在https://blog.csdn.net/u014104588/article/details/87277341中,分析了bluestore对于大写和小写不同的处理方式,最后采用异步写和延迟写的方法。在_txc_state_proc函数中,处理了异步写和延迟写的情况(分别成为simple write和deferred write)。
simple write
此情况会发生在写新blob和可复用blob的情况下
_txc_state_proc里就是状态机的处理逻辑,根据所处的状态进行不同阶段的处理。起始状态是STATE_PREPARE,在这个状态下回检查是否还有未完成的aio,如果有就将状态置为STATE_AIO_WAIT,并调用_txc_aio_submit进行处理,否则就直接进入到下一个状态STATE_AIO_WAIT的处理。

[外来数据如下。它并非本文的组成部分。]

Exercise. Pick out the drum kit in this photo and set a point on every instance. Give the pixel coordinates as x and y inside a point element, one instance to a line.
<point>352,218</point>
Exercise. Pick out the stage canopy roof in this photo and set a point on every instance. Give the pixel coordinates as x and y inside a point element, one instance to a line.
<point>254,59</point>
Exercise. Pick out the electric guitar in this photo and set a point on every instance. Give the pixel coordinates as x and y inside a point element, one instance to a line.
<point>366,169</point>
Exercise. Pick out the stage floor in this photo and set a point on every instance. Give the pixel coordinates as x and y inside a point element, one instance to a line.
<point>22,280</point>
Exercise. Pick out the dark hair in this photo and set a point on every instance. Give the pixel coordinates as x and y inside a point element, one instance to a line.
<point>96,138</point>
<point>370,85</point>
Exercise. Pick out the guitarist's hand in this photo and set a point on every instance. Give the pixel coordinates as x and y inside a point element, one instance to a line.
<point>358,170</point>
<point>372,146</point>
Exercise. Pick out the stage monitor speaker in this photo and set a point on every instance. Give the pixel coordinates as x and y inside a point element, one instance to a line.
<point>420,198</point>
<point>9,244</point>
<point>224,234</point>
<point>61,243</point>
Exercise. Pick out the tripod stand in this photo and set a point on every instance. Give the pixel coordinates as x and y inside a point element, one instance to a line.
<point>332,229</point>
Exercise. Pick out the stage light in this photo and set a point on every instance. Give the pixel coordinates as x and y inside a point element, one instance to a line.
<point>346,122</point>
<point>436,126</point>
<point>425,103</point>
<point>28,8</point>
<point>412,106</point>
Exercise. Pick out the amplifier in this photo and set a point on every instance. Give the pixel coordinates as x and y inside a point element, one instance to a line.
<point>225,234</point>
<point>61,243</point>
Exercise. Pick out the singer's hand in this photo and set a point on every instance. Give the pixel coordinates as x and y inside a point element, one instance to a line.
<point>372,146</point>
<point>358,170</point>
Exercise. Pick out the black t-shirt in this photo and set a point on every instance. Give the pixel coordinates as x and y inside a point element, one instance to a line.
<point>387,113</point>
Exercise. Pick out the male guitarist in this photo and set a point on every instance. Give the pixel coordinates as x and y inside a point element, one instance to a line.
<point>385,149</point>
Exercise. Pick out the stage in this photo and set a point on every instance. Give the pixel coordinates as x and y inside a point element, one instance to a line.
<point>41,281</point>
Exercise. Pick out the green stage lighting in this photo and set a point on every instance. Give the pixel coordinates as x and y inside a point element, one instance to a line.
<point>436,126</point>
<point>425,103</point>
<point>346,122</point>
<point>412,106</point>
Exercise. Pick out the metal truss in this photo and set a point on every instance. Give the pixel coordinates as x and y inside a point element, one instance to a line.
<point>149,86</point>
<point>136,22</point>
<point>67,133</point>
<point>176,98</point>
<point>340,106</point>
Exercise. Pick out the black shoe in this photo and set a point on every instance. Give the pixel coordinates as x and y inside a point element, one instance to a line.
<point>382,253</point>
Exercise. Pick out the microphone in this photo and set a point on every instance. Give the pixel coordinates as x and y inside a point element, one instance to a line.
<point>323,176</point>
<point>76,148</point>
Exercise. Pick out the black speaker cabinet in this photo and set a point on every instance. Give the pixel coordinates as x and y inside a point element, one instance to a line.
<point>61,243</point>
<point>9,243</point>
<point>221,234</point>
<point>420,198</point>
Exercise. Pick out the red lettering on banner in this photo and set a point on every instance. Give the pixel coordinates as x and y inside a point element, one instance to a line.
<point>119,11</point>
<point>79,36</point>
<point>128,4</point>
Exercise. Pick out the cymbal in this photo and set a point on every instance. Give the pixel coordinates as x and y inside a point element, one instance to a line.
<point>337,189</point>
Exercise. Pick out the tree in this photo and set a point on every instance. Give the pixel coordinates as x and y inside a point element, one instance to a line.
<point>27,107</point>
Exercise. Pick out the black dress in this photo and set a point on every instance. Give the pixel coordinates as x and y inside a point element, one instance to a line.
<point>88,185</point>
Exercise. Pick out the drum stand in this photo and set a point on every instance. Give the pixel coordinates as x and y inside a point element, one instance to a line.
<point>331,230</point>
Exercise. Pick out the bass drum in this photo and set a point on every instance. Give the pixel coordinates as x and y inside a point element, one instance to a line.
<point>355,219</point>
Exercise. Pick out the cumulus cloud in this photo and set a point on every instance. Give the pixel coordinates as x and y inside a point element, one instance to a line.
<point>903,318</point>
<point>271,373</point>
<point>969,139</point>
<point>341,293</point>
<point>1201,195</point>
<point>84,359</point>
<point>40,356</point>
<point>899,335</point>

在调用aio_write时,会执行num_pending++,因此这里要执行_txc_aio_submit函数。STATE_PREPARE状态的函数调用栈如下
case TransContext::STATE_PREPARE:
if (txc->ioc.has_pending_aios())
_txc_aio_submit(txc);
bdev->aio_submit(&txc->ioc);
list<aio_t>::iterator e = ioc->running_aios.begin();
ioc->running_aios.splice(e, ioc->pending_aios);
int pending = ioc->num_pending.load();
ioc->num_running += pending;
ioc->num_pending -= pending;
aio_queue.submit_batch(ioc->running_aios.begin(), e, pending, priv, &retries);
io_submit(ctx, std::min(left, max_iodepth), piocb + done);
return;
最终会调用io_submit将异步写请求下发到内核。注意执行完_txc_aio_submit后,就会执行return返回_txc_state_proc函数。
在_aio_thread线程中,执行完aio后,会执行对应的回调函数aio_callback(aio_callback_priv, ioc->priv);其会最终执行TransContext::aio_finish,其又会调用_txc_state_proc函数来判断事务的执行状态。aio执行完成,则has_pending_aios函数返回0,直接进入STATE_AIO_WAIT状态。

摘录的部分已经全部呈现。